Cue will be the second Apple executive to testify, following Apple AI head (and former Google executive) John Giannandrea on Thursday and Friday. Much of Giannandrea’s testimony, however, took place under wraps in a closed courtroom. It’s unknown how much of Cue’s testimony will be open to the public or what precisely he’ll be asked. But Apple occupies a substantial role in the Justice Department’s arguments thanks to a multibillion-dollar deal that makes Google the default search engine on Safari. The Justice Department claims that Google’s agreement has kept Apple out of the search engine business, depriving users of more competition in the space while squeezing out smaller engines like DuckDuckGo, whose CEO also testified in the trial last week.
In roughly 15 minutes of public testimony, Giannandrea suggested that Apple’s browser didn’t favor Google as much as the Justice Department claimed — at least, as of last week. He noted that the newly announced iOS 17 includes a setting for selecting a second search engine besides Google, letting users pick between Yahoo, Bing, DuckDuckGo, and Ecosia. That makes switching between engines potentially easier.
Google has argued that its search engine’s quality — not its deals with Apple, Mozilla, and a variety of Android phone makers and wireless carriers — is responsible for its dominance. By comparison, it points to the default placement of Microsoft’s Bing on the Windows operating system, something that hasn’t given Bing a significant boost in the market.

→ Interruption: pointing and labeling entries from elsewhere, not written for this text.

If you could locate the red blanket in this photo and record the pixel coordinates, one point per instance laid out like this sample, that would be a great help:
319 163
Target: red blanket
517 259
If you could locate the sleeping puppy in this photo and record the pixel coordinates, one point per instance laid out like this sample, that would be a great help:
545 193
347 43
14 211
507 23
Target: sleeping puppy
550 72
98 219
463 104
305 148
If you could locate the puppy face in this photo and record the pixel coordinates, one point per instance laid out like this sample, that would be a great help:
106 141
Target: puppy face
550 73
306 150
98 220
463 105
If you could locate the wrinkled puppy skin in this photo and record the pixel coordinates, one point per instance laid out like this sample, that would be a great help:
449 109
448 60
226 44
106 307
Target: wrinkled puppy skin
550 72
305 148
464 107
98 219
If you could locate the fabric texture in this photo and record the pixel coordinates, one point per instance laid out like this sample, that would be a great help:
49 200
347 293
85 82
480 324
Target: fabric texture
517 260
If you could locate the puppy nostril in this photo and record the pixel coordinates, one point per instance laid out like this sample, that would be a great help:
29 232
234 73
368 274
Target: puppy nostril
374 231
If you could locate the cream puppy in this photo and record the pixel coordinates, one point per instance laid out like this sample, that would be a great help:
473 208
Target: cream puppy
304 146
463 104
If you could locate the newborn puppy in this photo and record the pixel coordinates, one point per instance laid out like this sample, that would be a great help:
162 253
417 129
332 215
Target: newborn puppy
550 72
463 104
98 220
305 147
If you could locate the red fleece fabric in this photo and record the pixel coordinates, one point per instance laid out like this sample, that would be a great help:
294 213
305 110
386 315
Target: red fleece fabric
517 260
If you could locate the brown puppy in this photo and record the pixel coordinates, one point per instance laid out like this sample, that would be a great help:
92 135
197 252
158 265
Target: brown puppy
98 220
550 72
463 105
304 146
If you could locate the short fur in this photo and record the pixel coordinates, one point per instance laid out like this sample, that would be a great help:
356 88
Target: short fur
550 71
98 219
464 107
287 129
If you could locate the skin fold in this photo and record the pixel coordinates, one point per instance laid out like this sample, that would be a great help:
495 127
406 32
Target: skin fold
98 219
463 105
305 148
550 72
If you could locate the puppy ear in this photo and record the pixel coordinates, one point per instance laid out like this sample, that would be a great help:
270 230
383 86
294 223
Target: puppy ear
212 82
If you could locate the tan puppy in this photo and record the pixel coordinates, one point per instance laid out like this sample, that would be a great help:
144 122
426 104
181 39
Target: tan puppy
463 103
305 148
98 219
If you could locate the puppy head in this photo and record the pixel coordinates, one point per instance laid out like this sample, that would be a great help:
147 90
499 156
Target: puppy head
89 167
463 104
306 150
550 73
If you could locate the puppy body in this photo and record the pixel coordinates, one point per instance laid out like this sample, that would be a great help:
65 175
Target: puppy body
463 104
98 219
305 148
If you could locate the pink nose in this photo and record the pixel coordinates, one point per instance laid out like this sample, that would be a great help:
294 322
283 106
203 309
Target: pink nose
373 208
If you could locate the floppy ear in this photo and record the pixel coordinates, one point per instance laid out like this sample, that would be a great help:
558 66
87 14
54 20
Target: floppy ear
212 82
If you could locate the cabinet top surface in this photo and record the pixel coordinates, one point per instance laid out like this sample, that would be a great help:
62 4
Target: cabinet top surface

Apple’s John Giannandrea took the stand Thursday and Friday, but the session was almost entirely closed
But Google pays a handsome sum for prime placement in both the Apple and Android ecosystems; the Justice Department has referred to a number “over $10 billion” paid to Apple annually, although the exact price remains unknown. And other search engine makers argue it’s nearly impossible to build a loyal following that could rival it. “If you switch some of these defaults eventually you’re just going to be switched back to Google if you do nothing,” complained DuckDuckGo CEO Gabriel Weinberg in testimony.
Weinberg said that DuckDuckGo made a “quixotic” but fruitless effort to have its privacy-focused search engine implemented in browsers’ incognito mode and was stymied by the Google deals. Google, for its part, noted that DuckDuckGo has failed to get a boost from European laws that require users to pick a search engine — although Weinberg countered by claiming the choice screens were designed poorly.
Beyond the arguments made in court over Google’s search dominance, the US v. Google trial has been marked by a high level of secrecy around the company’s economic dealings. Judge Amit Mehta stated before the trial that he planned to be “conservative” with allowing potentially sensitive details to reach the public, saying, “I am not anyone that understands the industry and the markets in the way that you do, and so I take seriously when companies are telling me that if this gets disclosed, it’s going to cause competitive harm.” Mehta expressed displeasure after the Justice Department posted online copies of some exhibits seen in public court sessions, leading the department to take the documents offline while negotiating an agreement with Google to continue posting them. A resolution to that dispute was expected last week but never reached — although it’s possible we’ll see news on that front Tuesday alongside Cue.